A number of published studies have found that, if practiced appropriately, HPG results in positive ecological outcomes. Specifically, it can improve forage and livestock production (Peterson et al. 1992; McCollum et al. 1994; Earl and Jones 1996; Biondini and Manske 1996; Sparke 2000; Jacobo et al. 2000, 2006; Krausman et al. 2009; Teague et al. 2011, 2013; Ferguson et al. 2013; Barnes and Howell 2013; Grissom and Steffens 2013; Jakoby et al. 2014; Norton et al. 2013; Ortega-S et al. 2013); reduce bare ground (Earl and Jones 1996; Teague et al. 2011); improve stream and riparian health (Sovell et al. 2000); improve soil respiration, topsoil depth, organic matter, and overall soil health (Ferguson et al. 2013; McCosker 2000; Teague et al. 2011; Stinner et al. 1997; Xu et al. 2018); improve soil–water content, water holding capacity and hydrological function (Weber and Gokhale 2011; McCosker 2000; Teague et al. 2011; Earl and Jones 1996); and improve nutrient availability and retention (Teague et al. 2011).

By extension, some studies have argued that the improved soil conditions associated with HPG mean that it is an effective approach to mitigating climate change through increased soil carbon sequestration (Neely et al. 2009; Teague et al. 2016; Rowntree et al. 2016).
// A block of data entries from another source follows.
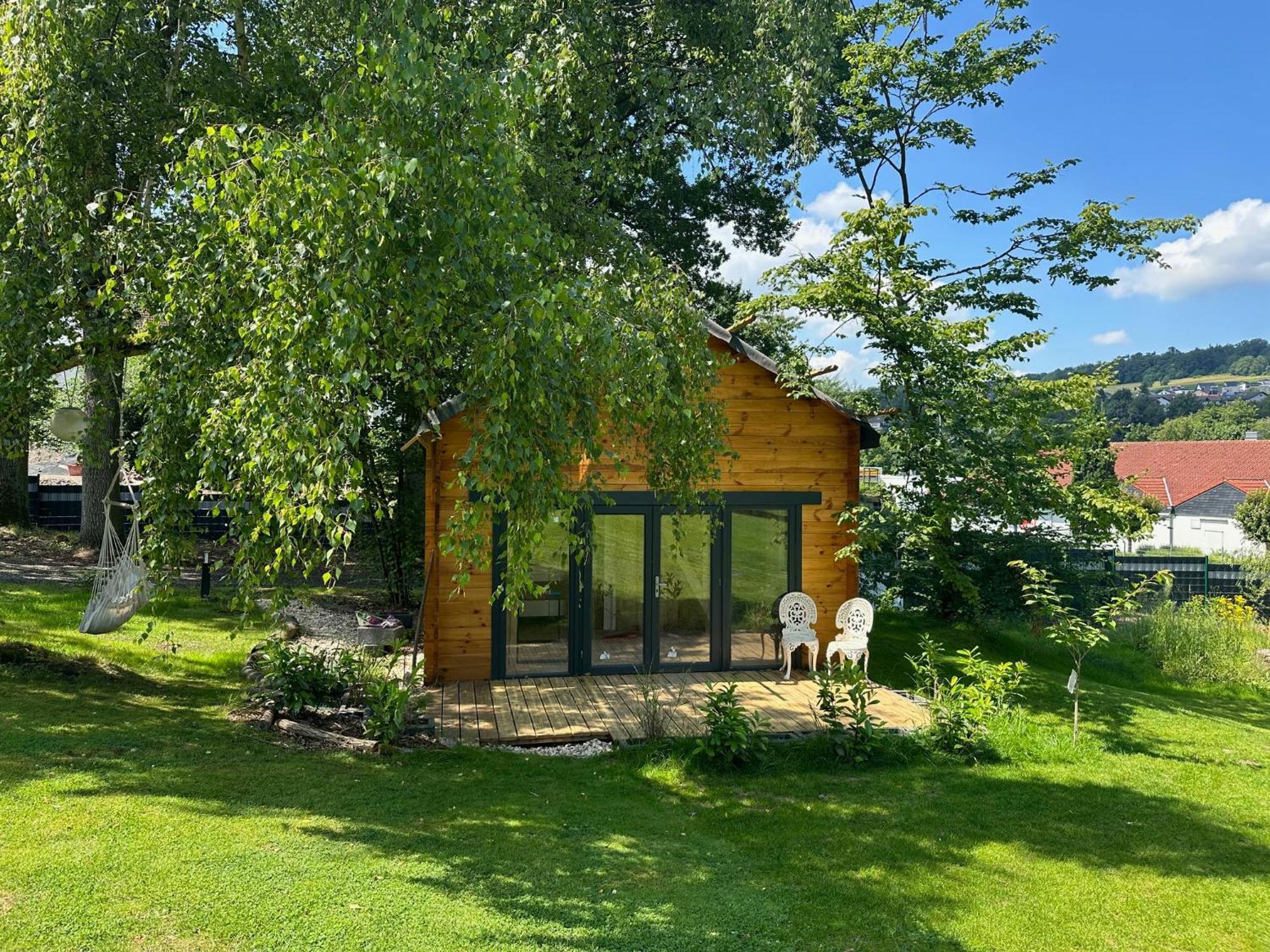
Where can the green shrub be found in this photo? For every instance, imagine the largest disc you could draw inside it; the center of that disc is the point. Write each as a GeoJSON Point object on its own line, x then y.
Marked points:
{"type": "Point", "coordinates": [391, 705]}
{"type": "Point", "coordinates": [1203, 640]}
{"type": "Point", "coordinates": [962, 709]}
{"type": "Point", "coordinates": [735, 737]}
{"type": "Point", "coordinates": [295, 677]}
{"type": "Point", "coordinates": [844, 697]}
In his 2013 TED Talk, Savory argues that only livestock management using HPG (or a better process if developed) can address climate change and reverse global desertification. Briske et al. (2013) strongly contested these claims, however, saying that rangelands are weak sinks for atmospheric carbon and citing research that shows that grazing strategy has a minimal effect on carbon sequestration. In a personal communication (March 3, 2019), Savory argued that the studies on which Briske et al. (2013) based their conclusions were conducted on rangelands influenced dominantly by partial rest, which leads to desertification in brittle environments; therefore, it is not surprising that little likelihood of significant carbon sequestration was found. A series of rebuttals and responses to Briske’s (2013) critique were published in subsequent issues of Rangelands (Teague 2014; Briske et al. 2014a; Cibils et al. 2014; Teague and Borelli 2014; Grissom 2014). Elsewhere, Carter et al. (2014) and Nordborg and Röös (2016) also contest the argument that HPG can mitigate climate change, pointing to the complicating issue of livestock methane production and its resulting impact on climate.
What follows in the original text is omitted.